Ever wondered what it might take to have what you're speaking be translated on the fly to another language? This project does exactly that in a very simple way. The project uses the IBM Watson Speech to Text, Language Translator, and Text to Speech service in a simple flow. Spoken text is processed by Speech to Text to create a transcript, and then the transcript is processed by Language Translator, and finally sent over to Text to Speech.
The system is designed to work on a sentence-by-sentence basis. In order to do this, the speaker needs to have a brief pause at the end of each spoken sentence, allowing the Speech to Text service to finalize the transcription. When running on a terminal, the transcribed sentence is displayed to confirm that it's been processed and sent over for translation. After an initial delay to transcribe and translate the first sentence, following sentences will be delivered to listeners in a sequential fashion as long as the translated sentences are approximately the same length as the original sentence.
A more sophisticated orchestration system would extend this approach by processing the metadata output from Text to Speech to ensure that later translated sentences were queued by the appropriate time needed to playback the current sentence. Generally though, the pauses between spoken sentences are sufficient to prevent overlap or interruptions.
-
On IBM Cloud, deploy Node-RED starter, bind instances of Language Translator and Speech To Text (preferrably standard) as Lite only supports 10k chars.
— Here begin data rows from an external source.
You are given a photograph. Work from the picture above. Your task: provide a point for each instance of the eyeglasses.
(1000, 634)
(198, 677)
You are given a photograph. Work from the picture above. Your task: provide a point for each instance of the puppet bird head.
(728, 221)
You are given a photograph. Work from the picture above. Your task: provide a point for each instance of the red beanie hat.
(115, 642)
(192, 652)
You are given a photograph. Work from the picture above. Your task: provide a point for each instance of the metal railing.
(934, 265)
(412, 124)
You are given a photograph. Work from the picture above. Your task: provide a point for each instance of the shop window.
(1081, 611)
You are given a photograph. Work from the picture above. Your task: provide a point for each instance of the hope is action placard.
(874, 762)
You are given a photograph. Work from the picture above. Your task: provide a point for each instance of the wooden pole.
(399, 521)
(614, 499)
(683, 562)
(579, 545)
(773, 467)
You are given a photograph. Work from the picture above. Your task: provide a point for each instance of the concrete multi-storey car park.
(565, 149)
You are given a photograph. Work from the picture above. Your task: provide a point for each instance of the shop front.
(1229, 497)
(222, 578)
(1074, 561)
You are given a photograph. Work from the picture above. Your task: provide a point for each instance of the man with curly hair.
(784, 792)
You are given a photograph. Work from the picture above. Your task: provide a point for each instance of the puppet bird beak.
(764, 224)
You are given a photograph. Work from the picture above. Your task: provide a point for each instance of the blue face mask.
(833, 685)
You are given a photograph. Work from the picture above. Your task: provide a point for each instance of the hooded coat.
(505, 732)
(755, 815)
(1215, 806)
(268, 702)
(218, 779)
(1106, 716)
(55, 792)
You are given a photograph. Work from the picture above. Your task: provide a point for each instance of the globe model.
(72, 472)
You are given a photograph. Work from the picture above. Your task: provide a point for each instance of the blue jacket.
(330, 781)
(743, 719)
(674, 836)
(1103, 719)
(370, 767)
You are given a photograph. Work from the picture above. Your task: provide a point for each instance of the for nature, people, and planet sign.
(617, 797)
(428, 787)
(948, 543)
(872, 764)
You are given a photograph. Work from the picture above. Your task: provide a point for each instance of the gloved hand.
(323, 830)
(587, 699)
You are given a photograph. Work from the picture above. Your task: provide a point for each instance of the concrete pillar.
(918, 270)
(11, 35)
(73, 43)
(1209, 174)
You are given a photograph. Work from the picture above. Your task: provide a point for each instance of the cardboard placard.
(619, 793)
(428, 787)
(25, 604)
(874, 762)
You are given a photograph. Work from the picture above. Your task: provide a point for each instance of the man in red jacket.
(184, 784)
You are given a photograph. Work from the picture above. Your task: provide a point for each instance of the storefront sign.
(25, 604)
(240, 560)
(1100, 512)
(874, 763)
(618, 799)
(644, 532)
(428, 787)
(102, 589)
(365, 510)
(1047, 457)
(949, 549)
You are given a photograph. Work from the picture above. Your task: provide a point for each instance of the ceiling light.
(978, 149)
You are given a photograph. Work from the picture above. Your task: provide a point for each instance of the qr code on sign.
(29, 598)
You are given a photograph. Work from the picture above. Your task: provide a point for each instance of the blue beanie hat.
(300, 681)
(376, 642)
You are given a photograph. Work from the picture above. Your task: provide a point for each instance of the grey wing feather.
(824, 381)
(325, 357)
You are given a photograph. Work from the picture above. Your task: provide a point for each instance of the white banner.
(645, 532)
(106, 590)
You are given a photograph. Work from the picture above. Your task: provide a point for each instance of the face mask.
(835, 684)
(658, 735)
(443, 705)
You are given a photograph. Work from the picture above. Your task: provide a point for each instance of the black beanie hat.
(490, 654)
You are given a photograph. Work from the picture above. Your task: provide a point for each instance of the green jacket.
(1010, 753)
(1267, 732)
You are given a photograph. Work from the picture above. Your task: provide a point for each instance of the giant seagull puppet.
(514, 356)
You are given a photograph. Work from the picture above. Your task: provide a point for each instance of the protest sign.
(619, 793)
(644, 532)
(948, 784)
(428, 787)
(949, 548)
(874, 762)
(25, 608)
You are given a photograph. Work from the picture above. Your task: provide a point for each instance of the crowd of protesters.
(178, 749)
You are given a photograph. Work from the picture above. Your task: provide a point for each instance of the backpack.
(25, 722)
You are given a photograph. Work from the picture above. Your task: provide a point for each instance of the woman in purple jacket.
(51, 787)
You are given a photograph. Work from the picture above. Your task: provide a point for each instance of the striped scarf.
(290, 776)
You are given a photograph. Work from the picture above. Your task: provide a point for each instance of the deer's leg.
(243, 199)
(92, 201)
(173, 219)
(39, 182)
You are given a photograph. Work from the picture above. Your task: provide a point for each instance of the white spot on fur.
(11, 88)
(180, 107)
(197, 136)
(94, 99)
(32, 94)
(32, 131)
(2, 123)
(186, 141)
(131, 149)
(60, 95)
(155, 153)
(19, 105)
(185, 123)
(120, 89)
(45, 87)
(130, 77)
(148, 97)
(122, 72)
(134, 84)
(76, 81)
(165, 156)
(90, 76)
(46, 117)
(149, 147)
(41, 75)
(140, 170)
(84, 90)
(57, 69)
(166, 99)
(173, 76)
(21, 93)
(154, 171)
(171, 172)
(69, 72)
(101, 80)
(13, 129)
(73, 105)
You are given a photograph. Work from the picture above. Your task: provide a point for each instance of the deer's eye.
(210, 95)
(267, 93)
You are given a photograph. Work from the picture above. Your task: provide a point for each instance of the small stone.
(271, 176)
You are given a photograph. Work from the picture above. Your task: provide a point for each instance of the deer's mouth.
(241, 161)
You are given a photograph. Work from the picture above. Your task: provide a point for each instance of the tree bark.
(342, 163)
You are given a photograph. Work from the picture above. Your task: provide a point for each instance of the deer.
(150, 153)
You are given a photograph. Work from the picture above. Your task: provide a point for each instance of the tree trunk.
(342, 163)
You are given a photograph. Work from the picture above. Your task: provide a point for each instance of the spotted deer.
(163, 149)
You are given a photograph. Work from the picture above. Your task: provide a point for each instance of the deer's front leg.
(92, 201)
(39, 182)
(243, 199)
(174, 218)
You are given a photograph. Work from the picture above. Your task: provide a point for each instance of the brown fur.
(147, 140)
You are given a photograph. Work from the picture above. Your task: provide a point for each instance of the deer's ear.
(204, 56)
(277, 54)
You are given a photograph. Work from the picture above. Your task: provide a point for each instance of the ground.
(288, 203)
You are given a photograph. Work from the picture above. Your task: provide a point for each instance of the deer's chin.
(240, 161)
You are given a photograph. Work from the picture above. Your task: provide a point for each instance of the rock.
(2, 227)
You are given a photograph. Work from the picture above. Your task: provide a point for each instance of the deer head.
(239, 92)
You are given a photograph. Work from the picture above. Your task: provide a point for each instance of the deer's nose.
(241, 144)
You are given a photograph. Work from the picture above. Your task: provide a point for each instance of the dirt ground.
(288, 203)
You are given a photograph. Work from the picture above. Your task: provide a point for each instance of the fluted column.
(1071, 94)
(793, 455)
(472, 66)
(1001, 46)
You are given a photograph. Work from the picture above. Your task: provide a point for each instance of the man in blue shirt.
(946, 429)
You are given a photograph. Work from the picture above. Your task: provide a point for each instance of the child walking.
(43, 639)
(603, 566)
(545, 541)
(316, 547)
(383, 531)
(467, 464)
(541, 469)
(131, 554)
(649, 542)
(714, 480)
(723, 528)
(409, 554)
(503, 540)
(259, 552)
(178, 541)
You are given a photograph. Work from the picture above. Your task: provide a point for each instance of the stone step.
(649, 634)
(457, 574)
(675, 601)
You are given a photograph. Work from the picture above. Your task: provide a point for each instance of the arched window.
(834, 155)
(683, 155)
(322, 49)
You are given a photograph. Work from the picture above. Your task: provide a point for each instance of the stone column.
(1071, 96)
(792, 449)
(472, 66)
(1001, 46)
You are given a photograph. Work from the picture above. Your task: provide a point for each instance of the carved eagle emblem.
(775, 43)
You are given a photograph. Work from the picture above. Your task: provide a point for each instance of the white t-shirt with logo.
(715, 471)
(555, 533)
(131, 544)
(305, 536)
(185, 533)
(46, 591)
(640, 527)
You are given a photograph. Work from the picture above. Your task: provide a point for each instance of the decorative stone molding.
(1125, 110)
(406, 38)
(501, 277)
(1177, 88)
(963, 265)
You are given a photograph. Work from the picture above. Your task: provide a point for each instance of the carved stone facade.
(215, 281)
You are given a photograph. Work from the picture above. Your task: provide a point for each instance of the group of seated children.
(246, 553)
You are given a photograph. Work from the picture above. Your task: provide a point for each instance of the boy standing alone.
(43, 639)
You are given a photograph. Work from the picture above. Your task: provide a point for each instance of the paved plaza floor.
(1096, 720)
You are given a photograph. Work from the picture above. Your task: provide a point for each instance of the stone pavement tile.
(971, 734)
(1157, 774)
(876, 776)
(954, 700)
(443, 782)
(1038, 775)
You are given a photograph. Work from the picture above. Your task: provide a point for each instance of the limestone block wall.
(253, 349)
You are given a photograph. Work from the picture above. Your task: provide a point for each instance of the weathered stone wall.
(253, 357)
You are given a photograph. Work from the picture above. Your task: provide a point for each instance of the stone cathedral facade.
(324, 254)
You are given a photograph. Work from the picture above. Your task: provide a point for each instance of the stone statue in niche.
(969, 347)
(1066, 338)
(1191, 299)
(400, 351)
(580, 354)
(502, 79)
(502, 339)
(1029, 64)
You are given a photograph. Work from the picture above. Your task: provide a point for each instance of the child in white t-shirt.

Restage after binding.
-
Create instance of Text to Speech and make note of the api key.
-
Copy the
.env.example
file to.env
and update with the Text to Speech api key and update the WSTARGET value to match the deployed Node-RED starter, appending /ws/text to the URL. Example:https://translator-low-code-2019.mybluemix.net/ws/text
-
Import the
translate-and-speak.json
flow into Node-RED. -
Use npm to configure the local application that listens to the mic (tested on Mac OSX):
npm install npm start
Once the application starts, speak each sentence clearly and at an even pace. Pause briefly at the end of the sentence and you will see the most recent sentence transcription appear to the console. When that appears, the local application is sending over a websocket to Node-RED the text, which is then procesed on IBM Cloud to produce the audio output.
To listen to the audio output, open in a browser the URL of the Node-RED starter with /audio appended to the host name. Multiple users can connect to the websocket output.
The example flow is configured to translate from English to Spanish and speak with the TTS female voice.